Katanya, Tuhan selalu punya skenario untuk umatnya. Entah itu baik atau buruk, entah itu sebagai pengingat atau penghibur, entah itu pertemuan ataupun perpisahan dua insan. Apapun yang terjadi, semua ada tujuannya. Pada kali ini, aku ingin bercerita mengenai pertemuanku dengan seseorang di dunia maya. Lucu, karena skenario ini seperti petunjuk dari Tuhan untuk selalu percaya pada alurNya.

It all started from a story though.  

I wrote a story about a man who’s struggling to deal with his parent’s divorce. Someone who acts tough, yet suffers from insecurities. Everything around him seems grey and blurry. Then, one day, he meets someone, and the colors return once more. Sempurna, batinku.

Namun nyatanya tidak.

Seketika aku mempertanyakan akan kualitas tulisan yang aku buat, ketika aku menjumpai banyak penulis yang bisa melahirkan sebuah karya dengan ciamik. Seperti karya Silver yang mengisahkan sepasang suami istri dengan dua anaknya. Alurnya? tidak usah ditanya, kompleks namun dijelaskan dengan sederhana. Aku ingat sekali, semua orang menunggu tulisannya sampai tengah malam.
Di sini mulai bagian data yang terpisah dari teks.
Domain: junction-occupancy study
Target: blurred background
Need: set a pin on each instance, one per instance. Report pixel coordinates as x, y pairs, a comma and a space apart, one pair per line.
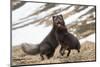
31, 22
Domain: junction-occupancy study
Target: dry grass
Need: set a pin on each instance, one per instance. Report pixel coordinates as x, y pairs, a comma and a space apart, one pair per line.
87, 54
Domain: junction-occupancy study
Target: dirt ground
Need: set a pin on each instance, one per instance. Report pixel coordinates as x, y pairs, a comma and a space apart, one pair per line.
87, 53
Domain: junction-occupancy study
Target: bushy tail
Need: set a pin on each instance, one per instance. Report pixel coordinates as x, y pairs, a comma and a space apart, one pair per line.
30, 48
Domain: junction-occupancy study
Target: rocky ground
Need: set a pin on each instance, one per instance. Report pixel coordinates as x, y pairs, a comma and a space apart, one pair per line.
87, 54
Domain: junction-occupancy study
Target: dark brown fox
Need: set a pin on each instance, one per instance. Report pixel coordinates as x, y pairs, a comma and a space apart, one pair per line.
46, 47
66, 39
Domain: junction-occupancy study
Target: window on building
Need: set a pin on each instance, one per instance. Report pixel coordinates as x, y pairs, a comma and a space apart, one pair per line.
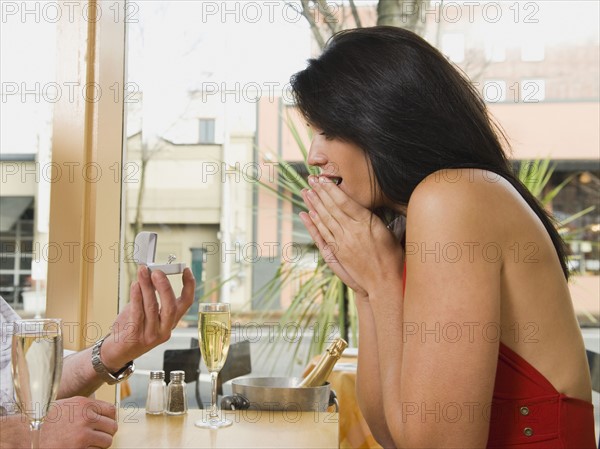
207, 130
533, 90
16, 254
495, 51
453, 46
494, 91
532, 51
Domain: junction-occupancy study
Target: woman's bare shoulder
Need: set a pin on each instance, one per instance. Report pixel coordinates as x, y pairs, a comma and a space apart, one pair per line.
463, 197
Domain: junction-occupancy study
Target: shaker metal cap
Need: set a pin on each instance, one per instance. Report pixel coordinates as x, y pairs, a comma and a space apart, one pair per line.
177, 375
159, 374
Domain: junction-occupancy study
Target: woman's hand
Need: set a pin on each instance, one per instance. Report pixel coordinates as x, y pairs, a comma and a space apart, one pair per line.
353, 241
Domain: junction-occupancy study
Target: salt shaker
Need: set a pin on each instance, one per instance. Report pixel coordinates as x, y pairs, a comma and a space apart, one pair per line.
176, 397
157, 393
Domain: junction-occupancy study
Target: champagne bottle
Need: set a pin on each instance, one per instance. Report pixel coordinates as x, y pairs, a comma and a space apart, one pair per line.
318, 376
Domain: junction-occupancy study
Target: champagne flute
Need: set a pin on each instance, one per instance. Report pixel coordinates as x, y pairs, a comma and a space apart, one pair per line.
214, 331
37, 356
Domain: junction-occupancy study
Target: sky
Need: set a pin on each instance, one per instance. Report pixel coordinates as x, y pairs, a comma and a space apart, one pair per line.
182, 45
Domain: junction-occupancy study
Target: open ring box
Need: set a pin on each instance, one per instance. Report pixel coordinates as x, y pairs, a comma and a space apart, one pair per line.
145, 250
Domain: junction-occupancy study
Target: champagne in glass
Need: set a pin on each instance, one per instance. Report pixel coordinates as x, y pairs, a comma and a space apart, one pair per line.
214, 333
37, 356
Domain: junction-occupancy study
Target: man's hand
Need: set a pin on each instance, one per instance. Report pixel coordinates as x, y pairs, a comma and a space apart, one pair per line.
146, 323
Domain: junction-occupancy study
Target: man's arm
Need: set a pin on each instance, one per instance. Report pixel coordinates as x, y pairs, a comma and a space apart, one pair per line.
141, 326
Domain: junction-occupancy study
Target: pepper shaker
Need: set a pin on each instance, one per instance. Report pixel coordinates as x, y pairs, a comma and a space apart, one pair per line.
176, 397
156, 400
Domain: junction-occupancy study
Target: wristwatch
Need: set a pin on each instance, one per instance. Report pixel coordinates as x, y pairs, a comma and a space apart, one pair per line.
100, 368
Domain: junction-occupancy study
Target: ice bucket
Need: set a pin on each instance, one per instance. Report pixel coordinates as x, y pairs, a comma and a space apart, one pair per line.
278, 393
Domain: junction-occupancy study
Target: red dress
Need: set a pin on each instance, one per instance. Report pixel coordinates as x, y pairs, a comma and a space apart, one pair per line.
527, 412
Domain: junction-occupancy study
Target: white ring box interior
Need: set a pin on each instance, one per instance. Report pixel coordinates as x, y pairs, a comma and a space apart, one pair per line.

Hal itu cukup membut pondasi keyakinan bahwa menulis demi diri sendiri dan bukan untuk menarik perhatian orang lain runtuh. Cerita yang setengah mati kubangun dengan latar belakang perceraian seperti tidak memiliki nyawa lagi, di hadapan karya Silver. Perasaan berwarna kehijauan menyeruak dan menggerogoti pikiran, merendahkan kemampuanku dalam menulis.

Jelek, katanya. Kamu tidak bisa menulis, ejeknya.

Sejak saat itu, aku terlalu malu untuk mempromosikan tulisanku di sosial media (Twitter, lebih tepatnya). Butuh waktu lama untuk setidaknya menulis lagi. Yah, sampai sekitaran pertengahan Mei. Menggunakan bahasa semi baku dan cenderung menye, setidaknya aku cukup puas dengan cerita yang kubuat. (Beberapa waktu kemudian aku menyesal pernah membuatnya, HAHA). Judulnya Aksara, berisi cerita pendek tentang percintaan dua individu.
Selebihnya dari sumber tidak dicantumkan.